9. Nurture Spectacles/Frames buyers into CL category
- Target: Spectacles/Frames first buyers (n=40,479)
- Action: Cross-category campaign: introduce CL as complement to glasses
- Impact: At 15% take-up: ~888 potential additional repeaters
10. Convert eye-drop-only buyers
- Target: EyeDrop-only first buyers (n=23,376)
- Action: Educational content + CL trial offer
11. Engage Sunglasses-only buyers
- Target: Sunglasses first buyers (n=51,876, repeat rate only 10.0%)
- Action: Cross-category campaign introducing CL or prescription lenses
- Impact: At 15% take-up: ~1,902 potential additional repeaters
12. Re-engage late returners
- Target: CL users past 2x their expected reorder window (n=35,740)

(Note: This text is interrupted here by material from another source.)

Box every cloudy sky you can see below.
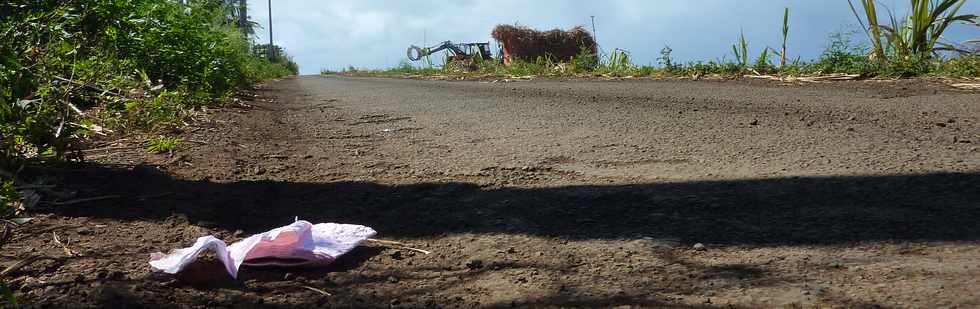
[247,0,979,75]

- Action: “We miss you” email with discount code
- How: Trigger at 2x expected window
Combined Impact Estimate
| Campaign | Target | Extra Repeaters | Est. Revenue |
|---|---|---|---|
| Cross-sell solution at first CL purchase | 64,609 | 608 | 6,089,570 |
| Push accessories at P2 | 28,788 | 82 | 821,291 |
| Nurture Spectacles/Frames into CL | 40,479 | 888 | 8,893,977 |
| Engage Sunglasses-only buyers | 51,876 | 1,902 | 19,049,937 |
| TOTAL | 3,480 | 34,854,775 |
Incremental revenue per retained customer: 10,016 (median lifetime revenue of repeat buyer minus one-timer).
Important caveats:
- These are upper-bound estimates — campaigns may overlap (same user targeted by multiple campaigns)
- The observed lift is correlational, not causal — customers who buy bundles may be inherently more loyal, not made more loyal by the bundle
- A/B testing is recommended to validate each campaign before full rollout
Key Takeaways & Next Steps
Top 3 Insights
-
The first basket predicts return probability. A customer who buys CL + Solution + EyeDrop has a 63.4% chance of returning vs 10.0% for sunglasses-only. We can score customers from day one and tailor interventions immediately.
-
Purchase paths are more predictive than individual purchases. CL + Solution → CL + Solution yields 79.8% P3 rate, while Sunglasses → Sunglasses yields 26.6%. Tracking sequences, not just counts, enables smarter CRM triggers.
-
Timing is misaligned. Most customers reorder far later than their product lifecycle suggests (30-day lenses: median reorder at 94 days). Well-timed reminders can pull forward purchases that would otherwise be lost.
Planned Enhancements
- Survival curves: Kaplan-Meier style analysis showing the probability of reorder over time, handling right-censoring properly for recent cohorts
- Cohort retention matrix: Monthly cohorts tracking what % of users are still active at month 1, 2, 3, … — enabling comparison across acquisition periods
- Channel segmentation: Breaking down all metrics by webshop/channel to identify if store vs. online vs. cross-channel behavior differs
- Multichannel analysis: Testing the hypothesis that customers who buy from multiple channels are more loyal
This project demonstrates how product journey analysis — tracing multi-step purchase sequences rather than looking at isolated transactions — can uncover actionable patterns that traditional RFM or cohort analysis would miss. The key shift is from asking “who is likely to churn?” to “what purchase path is this customer on, and how can we steer it toward the golden path?”